Kadının İnsan Hakları Yeni Çözümler Derneği’nden (KİH-YÇ) feminist ve LGBTİ+ aktivisti Berfu Şeker, yasanın kadın örgütlerini ve derneklerini nasıl etkileyeceğini Jin News’e değerlendirdi.
‘Seslerin duyulması zorlaşacak’
Türkiye’de hak temelli çalışma yürüten sivil toplumun uzun zamandır baskı altında olduğunu ve örgütlenme alanının giderek kısıtlandığını belirten Berfu Şeker, 2015 itibarıyla sivil alanın daraldığı, ifade ve toplanma özgürlüğünün giderek daha da kısıtlandığı bir döneme girildiğini söyledi. Şeker, “Mekanizmaların ve adaletin kadınları ve LGBTİ+’ları korumadığı, ayrımcılığın ve şiddetin bu kadar yakıcı olduğu bir ortamda sivil toplumun da önüne çekilen böyle bir engel tabii ki de en çok kadınları, çocukları, LGBTİ+’ları kısacası en çok ezilenlerin sesinin duyulmasını zorlaştıracak” dedi.
‘Şiddete karşı yalnızlaştırma’
2016’dan beri demokrasi kurumlarının teker teker işlevsiz hale getirildiğini hatırlatan Şeker, sözlerine şöyle devam etti: “Yerel yönetimlerden üniversitelere kadar kayyum atandı. Şimdi de sivil toplum kuruluşlarına yönelik kayyum atamak elbette ifade özgürlüğünün, adalet arayışının, eşitlik talebinin engellenmeye çalışılmasının bir parçası. Şiddet gören kadınların yalnızlığa itilmeye çalışıldığı bir noktadayız.
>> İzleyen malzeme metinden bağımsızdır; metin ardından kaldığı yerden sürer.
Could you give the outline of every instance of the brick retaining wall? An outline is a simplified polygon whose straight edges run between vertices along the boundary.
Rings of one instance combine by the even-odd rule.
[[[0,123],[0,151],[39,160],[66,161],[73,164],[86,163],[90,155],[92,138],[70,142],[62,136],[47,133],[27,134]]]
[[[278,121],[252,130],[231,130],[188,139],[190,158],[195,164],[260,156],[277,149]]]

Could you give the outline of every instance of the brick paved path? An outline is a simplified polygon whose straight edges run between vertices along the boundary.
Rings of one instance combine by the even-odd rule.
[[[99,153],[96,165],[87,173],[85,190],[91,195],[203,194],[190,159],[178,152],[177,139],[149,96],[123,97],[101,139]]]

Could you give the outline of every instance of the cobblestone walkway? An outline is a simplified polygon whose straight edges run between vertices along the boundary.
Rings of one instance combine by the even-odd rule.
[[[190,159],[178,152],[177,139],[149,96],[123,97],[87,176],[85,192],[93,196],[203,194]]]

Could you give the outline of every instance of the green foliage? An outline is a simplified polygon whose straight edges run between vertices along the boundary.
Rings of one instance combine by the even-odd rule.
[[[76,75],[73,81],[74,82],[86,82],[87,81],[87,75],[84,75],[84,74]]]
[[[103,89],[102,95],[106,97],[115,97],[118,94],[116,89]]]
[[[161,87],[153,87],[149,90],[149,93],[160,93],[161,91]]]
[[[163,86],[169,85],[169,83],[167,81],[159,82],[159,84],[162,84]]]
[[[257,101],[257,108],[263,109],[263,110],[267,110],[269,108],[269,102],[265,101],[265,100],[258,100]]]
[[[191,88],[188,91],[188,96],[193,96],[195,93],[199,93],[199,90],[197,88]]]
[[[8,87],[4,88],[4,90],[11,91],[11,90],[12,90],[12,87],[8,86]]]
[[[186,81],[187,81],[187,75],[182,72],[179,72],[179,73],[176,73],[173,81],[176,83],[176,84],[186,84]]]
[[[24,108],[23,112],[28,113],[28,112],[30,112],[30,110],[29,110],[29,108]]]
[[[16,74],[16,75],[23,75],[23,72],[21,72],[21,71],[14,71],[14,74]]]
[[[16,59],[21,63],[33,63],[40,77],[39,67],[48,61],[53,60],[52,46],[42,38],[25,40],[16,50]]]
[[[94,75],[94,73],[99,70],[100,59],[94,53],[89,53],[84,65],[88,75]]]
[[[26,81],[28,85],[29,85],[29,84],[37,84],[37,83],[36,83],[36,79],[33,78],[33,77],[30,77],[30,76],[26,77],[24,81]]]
Her gün en az 3 kadının erkekler tarafından hunharca katledildiği bu ülkede, daha geçtiğimiz temmuz ayında ‘İstanbul Sözleşmesi’nden çekilebiliriz’ açıklamaları yapıldı. Bu yasayla birlikte zaten haklarımıza yönelik saldırılara karşı verdiğimiz mücadelenin daha da zorlaştığı, demokrasinin temeli olan sivil toplum alanının iyice daraltıldığı bir durumla karşı karşıyayız.”
‘Yereli çok etkileyecek’
Tüm saldırılara karşı kadın örgütlerinin kararlılıkla dayanışmayı yaşatmaya devam edeceğinin altını çizen Şeker, ancak sivil toplum kuruluşlarının faaliyetlerinin kolay ve keyfi bir şekilde durdurabileceğini dile getirdi. Özellikle de küçük yerlerde kadınların hayatlarının daha da zorlaşacağını vurgulayan Şeker, “Bu yasa özellikle yereldeki kadınları çok derinden etkileyecek maalesef. Devlet sahici önlemler almadığı gibi, tüm söylemleriyle ve eylemleriyle toplumsal cinsiyet eşitsizliğini pekiştiren bir yerde duruyor. Dolayısıyla kadın örgütlerinin eşitlik talebindeki bu güçlü ve kararlı duruşu rahatsızlık veriyordur diye düşünüyorum” dedi.
Ne olursa olsun mücadele
Berfu Şeker son olarak, koşullar ne kadar zor olursa olsun Türkiye’nin daha demokratik, eşit ve çoğulcu olabilmesi; kadınların ve LGBTİ+’ların daha özgür olması için mücadeleye devam edeceklerini vurguladı.